Que le Luxembourg soit un paradis fiscal n’est pas une découverte, mais cette enquête jette une lumière crue sur ces pratiques et sur les bénéficiaires d’une fiscalité légère : Amazon, Ikea, Pepsi Cola, Heinz, Verizon mais aussi des grandes fortunes bien belges comme la famille de Spoelberch du premier brasseur mondial AB Inbev ou Albert Frère du Groupe Bruxelles Lambert ou des sociétés comme Dexia (avant l’ère Belfius) ou Belgacom, ont évité de payer des milliards d’euros d’impôt. Ce sont au total 548 arrangements fiscaux qui ont été secrètement conclus pendant le mandat du Premier ministre Juncker, de 1995 à 2013.
Ces accords permettent aux entreprises les plus profitables de la planète de ne payer pratiquement pas d’impôts, mais ils privent de recettes fiscales les États d’où viennent ces entreprises. Et comme souvent, c’est un ex-employé d’une société d’audit travaillant pour ces multinationales qui a dénoncé ces pratiques. Une preuve de plus qu’il faudrait en finir avec le secret industriel, commercial et bancaire, et pas seulement au Luxembourg.
Les entreprises peuvent en effet demander par avance au fisc luxembourgeois comment elles seront traitées. C’est le « rescrit fiscal ». C’est ainsi que le grand-duché, autrefois bassin sidérurgique, est maintenant surtout un paradis fiscal pour la finance et les services. Le taux d’imposition officiel de 29,9 % au Luxembourg peut s’approcher de zéro grâce à une palette de niches fiscales valables pour les sociétés-mères et leurs filiales. Ainsi, les entreprises peuvent moduler les montants des factures destinées à leurs filiales, les gonfler là où l’imposition est faible et inversement. La fiscalité luxembourgeoise est également favorable pour les redevances des brevets et autres biens dits immatériels, pour lesquels elle devient quasi virtuelle.
Le Luxembourg trouve son avantage dans cette affaire puisqu’il empoche le montant de ces impôts, réduits sans doute, mais concernant des activités qui n’ont pas lieu sur son sol. Cependant, l’argent ainsi conservé par les entreprises vient grandir le montant des dividendes servis aux actionnaires et manque dans leur pays d’origine pour construire ou entretenir ponts, routes, transports, hôpitaux, écoles, etc., au détriment des populations.
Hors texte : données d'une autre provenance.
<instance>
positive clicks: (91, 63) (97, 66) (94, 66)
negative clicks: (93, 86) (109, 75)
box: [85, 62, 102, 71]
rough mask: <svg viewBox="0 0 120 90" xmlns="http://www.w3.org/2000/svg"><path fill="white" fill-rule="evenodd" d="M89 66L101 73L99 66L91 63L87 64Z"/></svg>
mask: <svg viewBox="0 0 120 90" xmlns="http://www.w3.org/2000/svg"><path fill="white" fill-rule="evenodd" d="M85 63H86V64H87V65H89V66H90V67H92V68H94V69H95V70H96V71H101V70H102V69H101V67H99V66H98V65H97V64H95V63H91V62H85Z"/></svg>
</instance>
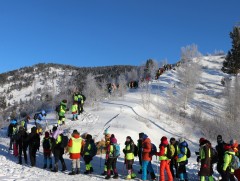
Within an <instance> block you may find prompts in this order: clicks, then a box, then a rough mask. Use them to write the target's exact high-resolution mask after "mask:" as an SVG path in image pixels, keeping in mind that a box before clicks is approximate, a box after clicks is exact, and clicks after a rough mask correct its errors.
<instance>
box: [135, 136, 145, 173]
mask: <svg viewBox="0 0 240 181" xmlns="http://www.w3.org/2000/svg"><path fill="white" fill-rule="evenodd" d="M143 135H144V133H139V139H138V144H137V147H138V159H139V164H140V170H139V171H138V173H139V174H142V137H143Z"/></svg>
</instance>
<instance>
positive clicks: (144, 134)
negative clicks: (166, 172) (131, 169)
mask: <svg viewBox="0 0 240 181" xmlns="http://www.w3.org/2000/svg"><path fill="white" fill-rule="evenodd" d="M151 148H152V145H151V140H150V139H149V138H148V136H147V135H146V134H144V135H143V142H142V180H147V171H149V172H150V175H151V179H152V180H155V179H156V176H155V173H154V170H153V168H152V163H151V160H152V155H151V154H150V153H151Z"/></svg>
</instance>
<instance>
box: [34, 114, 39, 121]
mask: <svg viewBox="0 0 240 181" xmlns="http://www.w3.org/2000/svg"><path fill="white" fill-rule="evenodd" d="M39 114H40V113H36V114H34V116H33V119H34V120H35V121H36V120H37V119H38V118H39Z"/></svg>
Ces révélations éclatent au moment où Juncker prend la tête de la Commission européenne et prétend s’en prendre à la fraude fiscale… Cela en dit long sur ce qu’on peut attendre de l’Union européenne en la matière. La concurrence, à qui attirera les capitaux à coups d’incitations fiscales, est dans les gènes de tous ses gouvernements et une règle parmi les mieux appliquée, même si elle n’est pas écrite.
Mais le gouvernement luxembourgeois n’est pas seul coupable car ces montages fiscaux ont reçu l’accord discret de l’administration belge des impôts. Cette complicité pour réduire les taxes sur les riches est d’autant plus choquante que dans le même temps la TVA n’a cessé d’augmenter pour les travailleurs et que le gouvernement veut imposer l’austérité et couper dans les budgets sociaux.
L’État est une énorme pompe à fric qui vide les poches des travailleurs pour remplir les portefeuilles des actionnaires qui spéculent à la bourse.
Il faut absolument que les grèves des prochaines semaines soient un succès afin de faire reculer le gouvernement sur l’austérité et pour l’obliger à augmenter les salaires et à puiser dans la poches des riches pour financer des services publics au service de la collectivité.